Making ghee is simple—and much more economical than purchasing jarred. Ghee is traditionally made on the stovetop, but we like this more hands-off oven method.

1. Place 1 to 2 pounds unsalted butter (your yield will be about 80 percent of the butter’s weight, so roughly 12-25 ounces) in Dutch oven and cook, uncovered, on lower-middle rack of 250-degree oven for 2 to 3 hours, or until all water evaporates and solids are golden brown.

2. Let cool slightly and strain ghee through fine-mesh sieve lined with cheesecloth. Pour into clean glass jar, let cool completely, and seal. 

How to Store Ghee

Ghee is a pure fat and thus can be stored at room temperature.

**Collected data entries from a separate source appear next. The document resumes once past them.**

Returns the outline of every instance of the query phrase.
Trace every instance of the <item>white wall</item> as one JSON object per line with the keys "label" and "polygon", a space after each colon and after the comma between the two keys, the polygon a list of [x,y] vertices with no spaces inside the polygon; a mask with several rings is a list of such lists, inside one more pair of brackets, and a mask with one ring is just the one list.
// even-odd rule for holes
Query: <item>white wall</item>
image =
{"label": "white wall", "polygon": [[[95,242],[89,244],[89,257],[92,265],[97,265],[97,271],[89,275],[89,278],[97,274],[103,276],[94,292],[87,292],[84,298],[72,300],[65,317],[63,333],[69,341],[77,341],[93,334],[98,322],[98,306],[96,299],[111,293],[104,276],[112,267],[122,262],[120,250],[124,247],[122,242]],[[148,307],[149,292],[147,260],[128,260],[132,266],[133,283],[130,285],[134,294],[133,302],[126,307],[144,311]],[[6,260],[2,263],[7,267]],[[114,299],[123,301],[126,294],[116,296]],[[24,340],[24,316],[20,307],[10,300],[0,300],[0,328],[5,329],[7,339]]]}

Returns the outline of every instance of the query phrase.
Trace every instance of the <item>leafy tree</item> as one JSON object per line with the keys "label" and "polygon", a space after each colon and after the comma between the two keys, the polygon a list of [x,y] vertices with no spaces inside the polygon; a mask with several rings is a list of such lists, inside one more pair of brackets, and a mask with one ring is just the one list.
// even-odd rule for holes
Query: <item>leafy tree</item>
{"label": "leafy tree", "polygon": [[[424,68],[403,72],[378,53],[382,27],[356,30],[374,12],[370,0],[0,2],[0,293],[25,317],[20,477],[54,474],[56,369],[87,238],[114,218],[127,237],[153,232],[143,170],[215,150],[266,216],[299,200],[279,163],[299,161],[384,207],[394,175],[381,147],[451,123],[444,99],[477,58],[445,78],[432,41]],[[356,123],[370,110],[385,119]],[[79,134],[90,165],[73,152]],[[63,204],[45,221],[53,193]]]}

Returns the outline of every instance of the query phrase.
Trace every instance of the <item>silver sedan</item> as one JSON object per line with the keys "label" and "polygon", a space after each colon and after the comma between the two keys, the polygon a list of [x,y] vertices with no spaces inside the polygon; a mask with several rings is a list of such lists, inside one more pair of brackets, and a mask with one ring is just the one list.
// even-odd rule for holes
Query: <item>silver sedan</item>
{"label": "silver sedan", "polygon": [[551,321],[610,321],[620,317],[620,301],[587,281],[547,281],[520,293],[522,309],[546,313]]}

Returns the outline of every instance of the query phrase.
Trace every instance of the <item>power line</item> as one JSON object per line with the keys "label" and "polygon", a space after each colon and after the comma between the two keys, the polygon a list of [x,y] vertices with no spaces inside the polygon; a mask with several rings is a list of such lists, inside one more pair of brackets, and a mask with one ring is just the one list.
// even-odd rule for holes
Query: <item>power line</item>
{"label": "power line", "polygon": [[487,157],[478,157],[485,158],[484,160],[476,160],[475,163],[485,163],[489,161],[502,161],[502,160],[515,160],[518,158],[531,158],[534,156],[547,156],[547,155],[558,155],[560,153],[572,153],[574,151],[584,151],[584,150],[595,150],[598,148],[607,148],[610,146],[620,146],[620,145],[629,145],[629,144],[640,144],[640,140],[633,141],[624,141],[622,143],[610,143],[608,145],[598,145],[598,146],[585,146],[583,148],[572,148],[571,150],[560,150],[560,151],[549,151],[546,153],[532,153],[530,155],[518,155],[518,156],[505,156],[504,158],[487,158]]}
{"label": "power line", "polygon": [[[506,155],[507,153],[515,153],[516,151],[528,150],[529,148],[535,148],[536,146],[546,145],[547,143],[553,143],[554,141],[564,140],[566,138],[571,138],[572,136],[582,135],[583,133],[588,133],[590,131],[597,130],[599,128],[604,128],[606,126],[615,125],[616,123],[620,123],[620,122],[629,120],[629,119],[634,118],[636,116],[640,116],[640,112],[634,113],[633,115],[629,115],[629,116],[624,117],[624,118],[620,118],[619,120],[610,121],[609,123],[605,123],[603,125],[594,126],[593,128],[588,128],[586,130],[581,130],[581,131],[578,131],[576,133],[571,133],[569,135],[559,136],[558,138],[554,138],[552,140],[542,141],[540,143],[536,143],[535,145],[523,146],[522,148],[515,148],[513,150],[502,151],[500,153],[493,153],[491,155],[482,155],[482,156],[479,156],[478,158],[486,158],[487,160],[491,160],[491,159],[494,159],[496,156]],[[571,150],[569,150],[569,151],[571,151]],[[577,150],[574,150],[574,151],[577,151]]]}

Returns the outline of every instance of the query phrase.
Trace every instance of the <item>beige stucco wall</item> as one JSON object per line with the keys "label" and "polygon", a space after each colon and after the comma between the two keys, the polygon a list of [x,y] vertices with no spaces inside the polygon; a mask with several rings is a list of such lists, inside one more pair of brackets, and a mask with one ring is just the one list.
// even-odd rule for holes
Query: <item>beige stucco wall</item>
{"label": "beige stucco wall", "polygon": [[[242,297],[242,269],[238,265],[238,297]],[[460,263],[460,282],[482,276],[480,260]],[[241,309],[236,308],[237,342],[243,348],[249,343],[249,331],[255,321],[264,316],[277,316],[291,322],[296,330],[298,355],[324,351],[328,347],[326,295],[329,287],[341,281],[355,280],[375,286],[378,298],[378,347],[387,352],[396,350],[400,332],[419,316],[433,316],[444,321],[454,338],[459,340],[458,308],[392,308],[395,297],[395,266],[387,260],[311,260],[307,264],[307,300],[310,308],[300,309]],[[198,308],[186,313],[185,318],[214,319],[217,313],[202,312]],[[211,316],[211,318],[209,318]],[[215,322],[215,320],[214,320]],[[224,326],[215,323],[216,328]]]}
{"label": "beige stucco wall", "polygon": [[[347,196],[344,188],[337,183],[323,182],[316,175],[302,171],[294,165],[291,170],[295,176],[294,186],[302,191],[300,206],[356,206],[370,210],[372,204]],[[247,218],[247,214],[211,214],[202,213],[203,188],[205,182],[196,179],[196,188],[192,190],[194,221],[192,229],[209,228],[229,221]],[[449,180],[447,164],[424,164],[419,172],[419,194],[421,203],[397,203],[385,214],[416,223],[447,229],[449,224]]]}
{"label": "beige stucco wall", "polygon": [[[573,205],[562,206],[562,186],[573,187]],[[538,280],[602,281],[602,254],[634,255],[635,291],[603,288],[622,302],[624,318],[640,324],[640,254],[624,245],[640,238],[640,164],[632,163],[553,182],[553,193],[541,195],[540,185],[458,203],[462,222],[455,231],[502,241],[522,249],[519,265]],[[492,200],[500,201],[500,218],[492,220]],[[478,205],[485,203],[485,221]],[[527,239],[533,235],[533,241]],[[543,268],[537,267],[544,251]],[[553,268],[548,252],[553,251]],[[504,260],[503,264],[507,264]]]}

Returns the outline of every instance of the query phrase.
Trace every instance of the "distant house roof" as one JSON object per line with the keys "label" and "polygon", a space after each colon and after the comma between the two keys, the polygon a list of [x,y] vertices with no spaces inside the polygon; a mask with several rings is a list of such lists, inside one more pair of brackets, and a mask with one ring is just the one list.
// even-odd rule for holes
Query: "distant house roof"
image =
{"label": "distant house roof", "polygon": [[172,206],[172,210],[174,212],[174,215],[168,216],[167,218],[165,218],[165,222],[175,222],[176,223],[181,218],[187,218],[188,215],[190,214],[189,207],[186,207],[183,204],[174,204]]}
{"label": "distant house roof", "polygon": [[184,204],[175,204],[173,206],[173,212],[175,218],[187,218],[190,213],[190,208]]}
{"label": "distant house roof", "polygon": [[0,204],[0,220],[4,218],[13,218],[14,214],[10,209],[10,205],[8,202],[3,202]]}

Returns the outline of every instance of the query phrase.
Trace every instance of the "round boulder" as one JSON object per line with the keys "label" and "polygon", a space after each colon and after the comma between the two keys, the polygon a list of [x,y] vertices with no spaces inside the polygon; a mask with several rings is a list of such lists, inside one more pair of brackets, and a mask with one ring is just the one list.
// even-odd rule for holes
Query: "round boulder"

Whole butter contains water and requires cold storage to prevent spoilage. The presence of water in butter speeds up the oxidation reactions that turn it rancid. 

But clarifying it means that it can be stored like oil—at cool room temperature, but away from heat and light.

Stored in a sealed glass jar and kept in a cool, dry place (it will still keep longer in the fridge), it will keep for at least three months. If your ghee starts to smell and taste rancid or cheesy, it’s time to make a new batch.

How to Use Ghee

Ghee is an incredibly versatile ingredient to have on hand. Here are some of the core ways it’s used.

As a cooking fat: Ghee is the traditional cooking fat for recipes such as Palak Dal and for griddling flatbreads such as Alu Paratha. Also try sautéing vegetables, frying eggs, or searing proteins in ghee rather than oil to impart that rich, buttery flavor. 

As a clarified butter replacement: Use it for dipping seafood or brushing flaky pastries.

As a condiment: Try spreading it on toast or tossing it with popcorn.